Bioinformatics methods often decompose variable length sequence data into short fixed length strings called k-mers. K-mer-based methods are widely used in bioinformatics, but there are many gaps in our understanding of their statistical properties. In this talk, we will derive some of their basic properties as well as the bias and prediction intervals associated with k-mer-based estimators. In the first part of the talk, we consider the simple model where a sequence S (e.g. a genome or a read) undergoes a simple mutation process whereby each nucleotide is mutated independently with some probability r. How does this process affect the k-mers of S? We use Stein's method and derive the expectation and variance of several random variables in this model. We then derive prediction and confidence intervals for r given observed values of these random variables.

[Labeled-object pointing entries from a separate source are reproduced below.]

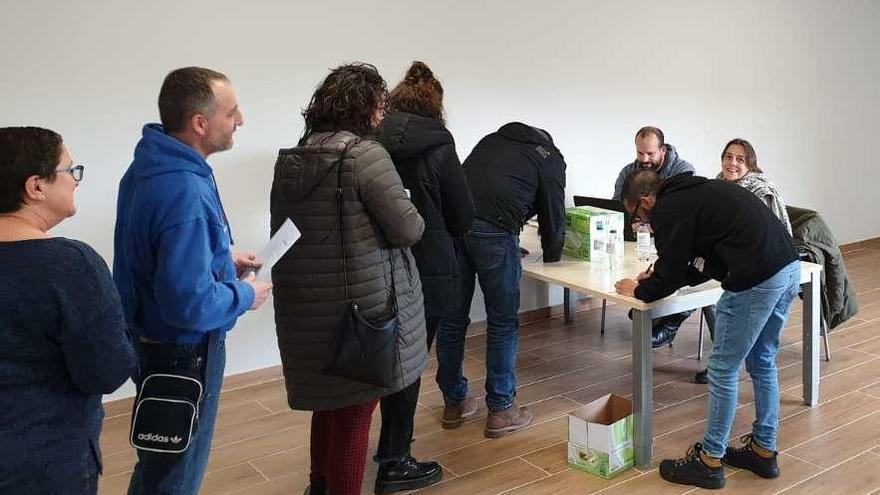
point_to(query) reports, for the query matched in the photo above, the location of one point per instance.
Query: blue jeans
(747, 328)
(492, 254)
(181, 474)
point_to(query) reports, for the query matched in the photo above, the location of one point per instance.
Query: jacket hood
(158, 153)
(299, 170)
(517, 131)
(680, 182)
(405, 134)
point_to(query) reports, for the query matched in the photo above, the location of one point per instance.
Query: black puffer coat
(424, 155)
(379, 222)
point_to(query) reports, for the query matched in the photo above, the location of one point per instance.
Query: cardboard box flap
(605, 410)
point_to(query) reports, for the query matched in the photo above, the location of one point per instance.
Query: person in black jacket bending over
(714, 229)
(513, 173)
(423, 151)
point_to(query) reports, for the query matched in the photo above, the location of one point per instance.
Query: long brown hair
(346, 101)
(419, 93)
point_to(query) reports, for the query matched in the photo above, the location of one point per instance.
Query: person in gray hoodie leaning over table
(654, 153)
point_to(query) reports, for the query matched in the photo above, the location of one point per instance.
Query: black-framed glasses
(75, 171)
(635, 213)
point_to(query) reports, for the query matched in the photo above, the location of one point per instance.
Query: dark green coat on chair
(814, 239)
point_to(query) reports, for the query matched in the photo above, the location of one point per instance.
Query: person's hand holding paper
(244, 263)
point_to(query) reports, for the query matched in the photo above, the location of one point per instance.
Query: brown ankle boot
(454, 415)
(502, 423)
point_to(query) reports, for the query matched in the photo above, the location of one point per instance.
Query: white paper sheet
(283, 239)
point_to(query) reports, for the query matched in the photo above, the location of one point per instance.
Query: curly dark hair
(346, 100)
(25, 152)
(419, 93)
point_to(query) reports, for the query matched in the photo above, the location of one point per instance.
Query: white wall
(797, 78)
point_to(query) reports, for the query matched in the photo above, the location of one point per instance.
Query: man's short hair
(638, 184)
(185, 92)
(651, 131)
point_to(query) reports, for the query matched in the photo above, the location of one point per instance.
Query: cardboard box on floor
(600, 436)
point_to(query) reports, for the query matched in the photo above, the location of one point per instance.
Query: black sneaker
(661, 335)
(746, 458)
(406, 474)
(690, 470)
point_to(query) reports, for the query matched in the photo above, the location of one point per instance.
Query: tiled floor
(261, 447)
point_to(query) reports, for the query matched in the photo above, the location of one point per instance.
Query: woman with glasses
(63, 339)
(339, 176)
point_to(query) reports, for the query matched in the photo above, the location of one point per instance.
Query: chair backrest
(613, 205)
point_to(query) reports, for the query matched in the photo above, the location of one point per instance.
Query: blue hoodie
(172, 260)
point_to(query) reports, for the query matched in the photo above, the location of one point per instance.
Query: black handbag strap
(339, 212)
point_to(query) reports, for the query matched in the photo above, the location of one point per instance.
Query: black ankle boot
(746, 458)
(406, 474)
(662, 335)
(691, 470)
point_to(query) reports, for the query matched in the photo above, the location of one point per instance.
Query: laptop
(613, 205)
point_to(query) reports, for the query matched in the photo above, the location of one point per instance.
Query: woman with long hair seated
(63, 338)
(340, 188)
(739, 164)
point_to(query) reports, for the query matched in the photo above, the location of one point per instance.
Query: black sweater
(518, 172)
(63, 343)
(740, 240)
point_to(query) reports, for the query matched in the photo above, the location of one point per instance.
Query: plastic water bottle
(599, 254)
(643, 242)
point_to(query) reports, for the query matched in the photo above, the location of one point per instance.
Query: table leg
(567, 304)
(812, 312)
(643, 393)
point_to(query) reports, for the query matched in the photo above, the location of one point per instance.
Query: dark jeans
(492, 254)
(398, 413)
(676, 320)
(181, 474)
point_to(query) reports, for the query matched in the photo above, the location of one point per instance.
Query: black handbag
(166, 413)
(365, 351)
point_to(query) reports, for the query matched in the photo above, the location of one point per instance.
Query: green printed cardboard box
(580, 227)
(600, 437)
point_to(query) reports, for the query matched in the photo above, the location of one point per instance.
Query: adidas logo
(152, 437)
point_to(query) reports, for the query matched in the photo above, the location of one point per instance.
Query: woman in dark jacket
(315, 279)
(63, 339)
(424, 155)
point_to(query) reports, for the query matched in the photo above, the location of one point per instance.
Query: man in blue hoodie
(173, 264)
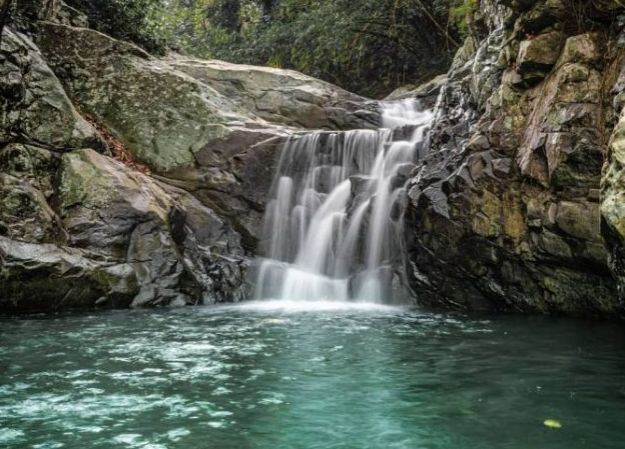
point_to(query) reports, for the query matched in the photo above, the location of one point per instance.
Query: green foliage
(459, 14)
(368, 46)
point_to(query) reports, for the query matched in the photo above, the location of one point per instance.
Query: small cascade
(333, 228)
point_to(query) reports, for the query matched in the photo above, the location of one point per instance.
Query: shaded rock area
(81, 229)
(517, 206)
(506, 211)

In the second part of the talk (time permitting), we look at the accuracy of a the k-mer based minimizer sketch and its use to estimate the Jaccard similarity between two sequences. We show that this estimator is inconsistent by deriving an analytical formula for the bias. We show both theoretically and experimentally that there are families of sequences where the bias can be substantial. Theoretical results will be complemented by experimental evaluations. This is joint work with Mahdi Belbasi, Antonio Blanca, Bob Harris, and David Koslicki based on two recent papers.